According to the proposed amendment:
- the state shall be obliged to protect the constitutional identity of Hungary – a supplement to both the National Avowal and Article R) on the self-definition and interpretative framework of the Fundamental Law;
- the EU’s exercise of power shall “comply with the fundamental rights and freedoms provided for in the Fundamental Law and shall not limit Hungary’s inalienable sovereignty over its territorial integrity, population, form of government and state structure” – a supplement to article E) on Hungary’s membership in the EU.
All in all, with the seventh amendment to the Fundamental Law the EU’s exercise of powers could have been restricted by reference to (a) the fundamental rights and freedoms enshrined in the FL (b) Hungary’s inalienable sovereignty over its territorial integrity, population, form of government and state structure and (c) the obligation to protect the constitutional identity of the country, rooted in its historical constitution.
On 8 November the Parliament voted against the amendment, thereby depriving the government of every legal basis to pursue its anti-refugee politics – a second blow after the invalid referendum.
However, the Constitutional Court, which is filled up with judges loyal to the ruling party, seems to lend a hand to the government in the fiasco. On 30 November 2016 the Court made a decision on a motion of the ombudsman that was submitted to the Court back in December 2015. The motion was related to the EU quota decision, based on which 1294 asylum seekers would be located from Greece and Italy to Hungary and the Hungarian authorities would be obliged to process their asylum application. In his motion the ombudsman asked the Court whether in view of the Fundamental Law, particularly its provision on the EU (article E), the Hungarian authorities were explicitly obliged to refuse to take part in the implementation of the EU quota decision.

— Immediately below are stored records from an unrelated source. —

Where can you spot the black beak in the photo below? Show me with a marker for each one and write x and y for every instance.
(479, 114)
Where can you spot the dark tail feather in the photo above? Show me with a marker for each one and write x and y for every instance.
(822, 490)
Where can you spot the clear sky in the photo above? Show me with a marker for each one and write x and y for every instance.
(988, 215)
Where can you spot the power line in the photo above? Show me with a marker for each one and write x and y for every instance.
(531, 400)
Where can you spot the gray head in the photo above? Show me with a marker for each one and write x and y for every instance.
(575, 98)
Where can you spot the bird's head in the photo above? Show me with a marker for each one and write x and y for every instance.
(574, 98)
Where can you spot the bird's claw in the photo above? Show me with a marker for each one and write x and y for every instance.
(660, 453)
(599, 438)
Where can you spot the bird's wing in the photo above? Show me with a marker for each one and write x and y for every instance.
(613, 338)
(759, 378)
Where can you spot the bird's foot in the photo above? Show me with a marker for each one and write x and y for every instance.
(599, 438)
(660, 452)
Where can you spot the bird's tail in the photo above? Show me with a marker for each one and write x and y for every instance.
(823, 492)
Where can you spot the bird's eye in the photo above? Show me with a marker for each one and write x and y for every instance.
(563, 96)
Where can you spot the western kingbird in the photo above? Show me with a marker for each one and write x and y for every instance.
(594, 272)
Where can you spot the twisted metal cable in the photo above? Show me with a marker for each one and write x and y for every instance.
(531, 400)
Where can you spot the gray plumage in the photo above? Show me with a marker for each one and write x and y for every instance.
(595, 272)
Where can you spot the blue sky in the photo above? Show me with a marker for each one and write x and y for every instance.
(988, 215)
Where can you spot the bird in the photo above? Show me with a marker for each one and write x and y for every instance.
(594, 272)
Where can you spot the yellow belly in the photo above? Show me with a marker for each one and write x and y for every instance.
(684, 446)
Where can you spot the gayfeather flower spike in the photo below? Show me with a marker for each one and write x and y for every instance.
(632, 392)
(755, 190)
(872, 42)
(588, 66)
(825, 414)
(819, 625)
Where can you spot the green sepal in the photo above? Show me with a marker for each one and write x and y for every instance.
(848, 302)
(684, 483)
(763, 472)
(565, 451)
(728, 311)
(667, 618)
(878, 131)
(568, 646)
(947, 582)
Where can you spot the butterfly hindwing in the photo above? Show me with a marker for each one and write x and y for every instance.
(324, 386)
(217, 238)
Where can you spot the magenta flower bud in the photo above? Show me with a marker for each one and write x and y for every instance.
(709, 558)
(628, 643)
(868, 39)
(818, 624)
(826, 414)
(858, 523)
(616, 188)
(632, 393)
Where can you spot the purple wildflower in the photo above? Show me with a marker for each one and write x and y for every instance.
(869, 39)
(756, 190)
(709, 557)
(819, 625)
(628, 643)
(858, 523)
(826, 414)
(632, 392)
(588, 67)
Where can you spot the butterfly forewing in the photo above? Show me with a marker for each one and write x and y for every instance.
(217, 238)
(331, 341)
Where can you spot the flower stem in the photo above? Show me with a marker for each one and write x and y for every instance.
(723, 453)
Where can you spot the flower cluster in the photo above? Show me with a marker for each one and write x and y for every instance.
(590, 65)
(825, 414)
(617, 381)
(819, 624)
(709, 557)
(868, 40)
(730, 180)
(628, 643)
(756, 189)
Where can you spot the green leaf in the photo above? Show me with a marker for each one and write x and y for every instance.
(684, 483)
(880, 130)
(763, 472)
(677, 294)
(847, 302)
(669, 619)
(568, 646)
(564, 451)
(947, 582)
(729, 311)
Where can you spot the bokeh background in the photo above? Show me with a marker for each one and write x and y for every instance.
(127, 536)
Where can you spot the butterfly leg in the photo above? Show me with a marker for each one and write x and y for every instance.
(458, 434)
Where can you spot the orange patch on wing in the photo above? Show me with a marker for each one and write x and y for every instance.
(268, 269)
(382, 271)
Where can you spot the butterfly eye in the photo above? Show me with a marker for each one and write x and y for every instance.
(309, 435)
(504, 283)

In its decision of 30 November the Court ruled that the Court itself can examine whether the EU’s exercise of power violates (a) human dignity or any other fundamental right, (b) Hungary’s sovereignty, or (c) Hungary’s constitutional identity rooted in its historical constitution.
In an earlier analysis EKINT pointed out that the constitution can be interpreted in a way that the constitutional restrictions, like the restrictions on the exercise of state power, shall be considered guiding in cases of the exercise of EU power as well. Theoretically, the Constitutional Court can give effect to the fundamental constitutional restrictions, constitutional identity and the restrictions included in Article E against the power of the EU. At the same time EKINT pointed out that the Court had never made use of the possibility in practice.
In its present decision the Court pretends that it has never had the possibility of reviewing the constitutionality of EU acts – it does not say a word about its earlier decisions in EU related cases. Since the Constitutional Court decisions can be considered legitimate only if their reasoning is verifiable and consistent, the Court should have made it clear how its new decision relates to its earlier aloof approach.
The suddenly reached decision makes one wonder whether the Constitutional Court is not over-enthusiastic in helping the government’s ideals come true by making up for the failed seventh amendment.